(Corte di Cassazione, Sez. III Penale, sent. n. 52142/18 dep. 20/11/2018)
La Suprema Corte di Cassazione, con la pronuncia indicata, torna sul tema del doppio binario sanzionatorio per illeciti finanziari e della sua compatibilità con il principio del ne bis in idem; nel caso di specie, la Corte ha esaminato il ricorso proposto da un imputato avverso la sentenza della Corte d’Appello di Brescia che lo aveva condannato alla pena di mesi 4 di reclusione ed euro 30.000,00 di multa per il reato di cui all’art. 10-ter d. Lgs. 74/2000 poiché – secondo l’accusa – ometteva il versamento dell’IVA per euro 357.438,00.
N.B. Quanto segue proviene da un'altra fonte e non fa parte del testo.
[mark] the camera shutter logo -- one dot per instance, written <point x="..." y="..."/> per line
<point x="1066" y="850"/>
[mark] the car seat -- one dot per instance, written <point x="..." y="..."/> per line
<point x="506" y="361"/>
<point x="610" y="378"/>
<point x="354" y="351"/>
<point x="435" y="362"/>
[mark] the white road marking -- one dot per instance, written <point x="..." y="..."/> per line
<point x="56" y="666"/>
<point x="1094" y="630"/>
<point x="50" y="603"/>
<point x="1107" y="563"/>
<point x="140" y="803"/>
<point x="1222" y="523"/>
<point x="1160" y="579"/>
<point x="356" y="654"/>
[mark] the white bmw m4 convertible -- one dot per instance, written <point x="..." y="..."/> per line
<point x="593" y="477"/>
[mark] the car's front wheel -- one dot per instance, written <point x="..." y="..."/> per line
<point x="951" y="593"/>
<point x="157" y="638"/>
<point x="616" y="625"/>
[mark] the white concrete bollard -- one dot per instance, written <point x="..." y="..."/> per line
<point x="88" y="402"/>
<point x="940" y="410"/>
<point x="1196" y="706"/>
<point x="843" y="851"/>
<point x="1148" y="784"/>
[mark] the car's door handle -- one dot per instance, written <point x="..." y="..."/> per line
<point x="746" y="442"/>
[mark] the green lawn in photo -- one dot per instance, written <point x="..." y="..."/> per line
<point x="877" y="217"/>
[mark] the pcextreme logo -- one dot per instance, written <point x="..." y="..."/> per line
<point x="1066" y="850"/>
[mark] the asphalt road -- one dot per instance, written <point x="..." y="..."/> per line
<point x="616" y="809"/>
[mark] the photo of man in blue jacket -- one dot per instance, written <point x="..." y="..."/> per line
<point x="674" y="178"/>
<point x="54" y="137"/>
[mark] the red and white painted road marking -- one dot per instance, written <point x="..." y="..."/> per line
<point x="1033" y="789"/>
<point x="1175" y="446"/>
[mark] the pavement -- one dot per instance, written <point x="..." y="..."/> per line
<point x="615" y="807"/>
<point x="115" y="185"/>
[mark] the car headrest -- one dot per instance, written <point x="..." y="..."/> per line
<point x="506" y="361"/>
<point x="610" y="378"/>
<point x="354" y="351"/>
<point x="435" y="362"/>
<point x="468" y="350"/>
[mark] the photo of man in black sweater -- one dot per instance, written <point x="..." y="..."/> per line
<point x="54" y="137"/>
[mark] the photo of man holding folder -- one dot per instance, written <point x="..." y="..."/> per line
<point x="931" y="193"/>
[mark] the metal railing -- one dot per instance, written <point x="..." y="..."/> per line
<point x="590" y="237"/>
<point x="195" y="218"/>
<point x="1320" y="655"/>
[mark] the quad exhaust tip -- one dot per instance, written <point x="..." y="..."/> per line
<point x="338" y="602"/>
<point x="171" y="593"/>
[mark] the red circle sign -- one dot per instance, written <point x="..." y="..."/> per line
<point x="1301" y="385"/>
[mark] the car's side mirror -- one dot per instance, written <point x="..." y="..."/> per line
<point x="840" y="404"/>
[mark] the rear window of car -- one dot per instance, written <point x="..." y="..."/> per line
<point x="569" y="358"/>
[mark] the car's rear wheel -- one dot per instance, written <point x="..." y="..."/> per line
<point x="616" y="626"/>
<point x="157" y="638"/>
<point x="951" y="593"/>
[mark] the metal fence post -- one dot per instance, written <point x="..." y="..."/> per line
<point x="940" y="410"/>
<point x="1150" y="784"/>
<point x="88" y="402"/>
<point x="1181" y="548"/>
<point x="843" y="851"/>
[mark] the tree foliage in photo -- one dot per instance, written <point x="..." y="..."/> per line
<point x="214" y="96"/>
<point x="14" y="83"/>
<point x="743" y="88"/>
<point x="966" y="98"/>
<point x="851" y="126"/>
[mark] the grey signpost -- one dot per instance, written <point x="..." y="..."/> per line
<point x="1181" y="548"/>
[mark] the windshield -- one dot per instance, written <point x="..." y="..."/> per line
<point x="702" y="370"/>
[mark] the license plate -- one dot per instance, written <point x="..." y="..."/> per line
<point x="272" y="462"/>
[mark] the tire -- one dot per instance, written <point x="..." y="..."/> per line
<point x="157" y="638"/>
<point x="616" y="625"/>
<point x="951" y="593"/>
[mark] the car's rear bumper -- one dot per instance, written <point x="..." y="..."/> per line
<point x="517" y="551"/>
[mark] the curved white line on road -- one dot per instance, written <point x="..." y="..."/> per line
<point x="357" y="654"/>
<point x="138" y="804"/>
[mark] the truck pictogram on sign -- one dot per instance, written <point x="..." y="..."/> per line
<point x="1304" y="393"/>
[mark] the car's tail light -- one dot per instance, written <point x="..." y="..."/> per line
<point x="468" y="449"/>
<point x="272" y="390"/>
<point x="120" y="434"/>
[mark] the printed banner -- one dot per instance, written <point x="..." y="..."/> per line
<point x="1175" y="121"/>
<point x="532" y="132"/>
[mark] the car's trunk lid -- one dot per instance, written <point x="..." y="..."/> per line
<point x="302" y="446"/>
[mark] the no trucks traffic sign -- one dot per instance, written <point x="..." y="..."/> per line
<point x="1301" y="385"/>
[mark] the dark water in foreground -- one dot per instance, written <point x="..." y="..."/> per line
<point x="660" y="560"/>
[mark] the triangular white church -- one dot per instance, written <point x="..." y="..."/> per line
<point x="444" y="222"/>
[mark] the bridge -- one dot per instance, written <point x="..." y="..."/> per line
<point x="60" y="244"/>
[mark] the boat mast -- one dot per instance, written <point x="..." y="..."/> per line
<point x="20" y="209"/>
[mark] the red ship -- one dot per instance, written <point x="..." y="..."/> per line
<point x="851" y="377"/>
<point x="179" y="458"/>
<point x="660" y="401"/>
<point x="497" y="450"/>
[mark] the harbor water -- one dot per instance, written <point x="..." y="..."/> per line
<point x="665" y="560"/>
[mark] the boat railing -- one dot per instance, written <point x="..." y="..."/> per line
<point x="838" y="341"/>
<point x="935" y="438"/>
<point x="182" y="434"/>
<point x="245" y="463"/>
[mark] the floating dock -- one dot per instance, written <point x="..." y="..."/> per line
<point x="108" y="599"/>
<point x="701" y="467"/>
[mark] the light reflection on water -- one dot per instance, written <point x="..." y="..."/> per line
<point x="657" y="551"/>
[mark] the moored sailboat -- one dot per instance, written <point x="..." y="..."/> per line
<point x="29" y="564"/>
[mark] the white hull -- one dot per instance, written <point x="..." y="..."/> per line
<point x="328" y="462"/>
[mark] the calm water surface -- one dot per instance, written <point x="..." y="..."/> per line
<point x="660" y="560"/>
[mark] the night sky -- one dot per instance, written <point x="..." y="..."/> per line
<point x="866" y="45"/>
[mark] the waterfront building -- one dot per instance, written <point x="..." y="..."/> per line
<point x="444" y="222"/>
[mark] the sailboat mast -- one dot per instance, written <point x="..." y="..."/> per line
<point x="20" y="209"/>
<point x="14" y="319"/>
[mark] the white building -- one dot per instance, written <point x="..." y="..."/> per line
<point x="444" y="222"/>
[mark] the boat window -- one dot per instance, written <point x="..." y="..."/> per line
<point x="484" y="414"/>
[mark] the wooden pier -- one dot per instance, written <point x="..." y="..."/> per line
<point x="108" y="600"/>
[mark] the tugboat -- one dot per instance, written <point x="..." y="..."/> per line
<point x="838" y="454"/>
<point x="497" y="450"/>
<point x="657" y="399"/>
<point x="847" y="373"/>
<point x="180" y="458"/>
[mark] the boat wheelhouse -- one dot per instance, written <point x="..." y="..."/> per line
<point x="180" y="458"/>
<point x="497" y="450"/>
La difesa dell’imputato ricorreva innanzi alla Suprema Corte lamentando l’erronea applicazione della legge penale in relazione all’art. 649 cod. proc. pen. in base all’interpretazione dell’art. 4, prot. 7 CEDU e, in subordine, chiedeva sollevarsi questione d’illegittimità costituzionale dell’art. 649 cod. proc. pen. per contrasto con l’art. 117, comma 1, Cost. “nella parte in cui non prevedeva l’applicabilità del divieto del secondo giudizio, al caso in cui l’imputato era stato giudicato, con provvedimento irrevocabile, per il medesimo fatto, nell’ambito di un procedimento amministrativo, per l’applicazione di una sanzione alla quale doveva riconoscersi natura penale ai sensi della Convenzione per la salvaguardia dei diritti dell’uomo e delle libertà fondamentali e dei relativi protocolli [costituendo] un’illecita duplicazione”.
La Cassazione, in accoglimento del ricorso proposto, ha evidenziato la necessità di doversi confrontare con la sopravvenuta sentenza della Corte Costituzionale n. 43/2018 che costituisce “un netto avanzamento anche rispetto all’interpretazione della giurisprudenza di Strasburgo”.